June 1, 2007

lacking momentum

People talk about being at a crossroads at certain points in their lives. But me, I think I live at the crossroads. My entire life seems to be one long debate about where I should focus my energies.

OK, it's clear some things come first: Family and beer, for example. And college football in high definition. But look at my career. Halfway through college, I nearly switched from Electrical Engineering to English. My career arc has taken me in a sort of spirograph from tech writing to programming to marketing back to programming to project management to entrepreneurship to programming to program management. And along the way, I've dabbled in writing fiction (and nonfiction) under the fantasy of some day being able to write as a career.

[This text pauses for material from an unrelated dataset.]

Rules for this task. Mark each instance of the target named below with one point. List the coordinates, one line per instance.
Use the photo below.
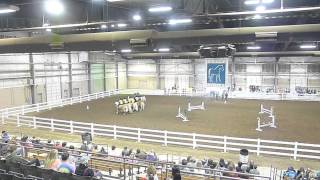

Back in 2000 when the dot-com bubble was expanding, I turned away from marketing (not entirely but mostly) to focus on web programming because I figured when the bubble burst, I could benefit from having established programming skills. Turns out that was a terribly prudent move. I fairly quickly got a good programming job at a bad company while many marketing people were out pounding the bricks looking for openings. And it was my database skill that hooked me up with my current company, and my web skill that got me my current job. But I find my role shifting dramatically away from programming, and now I'm very confused.

I love my job, my company, my boss, and what I do. What I do makes a difference [pdf]. But it's one of those jobs that can expand itself to take up all your waking moments and all your energy. The number of task forces and committees and boards and advisory councils and such I could join is enormous, and all of them full of interesting people doing meaningful work. And, it looks like there will be a call for that expertise in the future, and not just on the regulatory side. Plus, I get to hobnob with some pretty interesting people in some pretty high places in the corporate, nonprofit, and public sectors.

When I look ahead to my twelve-year personal plan, though, I pause. (Why 12 years, you ask? If you've ever had your youngest child in first grade, you'll understand.) In 12 years do I want to be at the top of this field, an expert among experts? Given that I'd have nearly 20 years experience in the field at that point, it's not unlikely. Or do I really want to be doing something else like living the life of an author in a mountain cabin, writing best sellers? Maybe that's unlikely, maybe not. But I know I can't have two parallel 12-year plans with such disparate outcomes. Especially when family and beer come first.

If you have advice on this question, feel free to share it in the comments.

Writing Update:
I've just fine-tuned and sent off my three short stories that recently boomeranged back to me in their SASEs. Although finding little & literary markets can be time consuming, one benefit is that you get to read a lot of good stuff in the process.

1 comment:

T L Reynolds said...

Peter,
Good luck with your stories. It is tough to go through the old-fashioned route but there are benefits, as you mentioned. This approach is well worth the wait.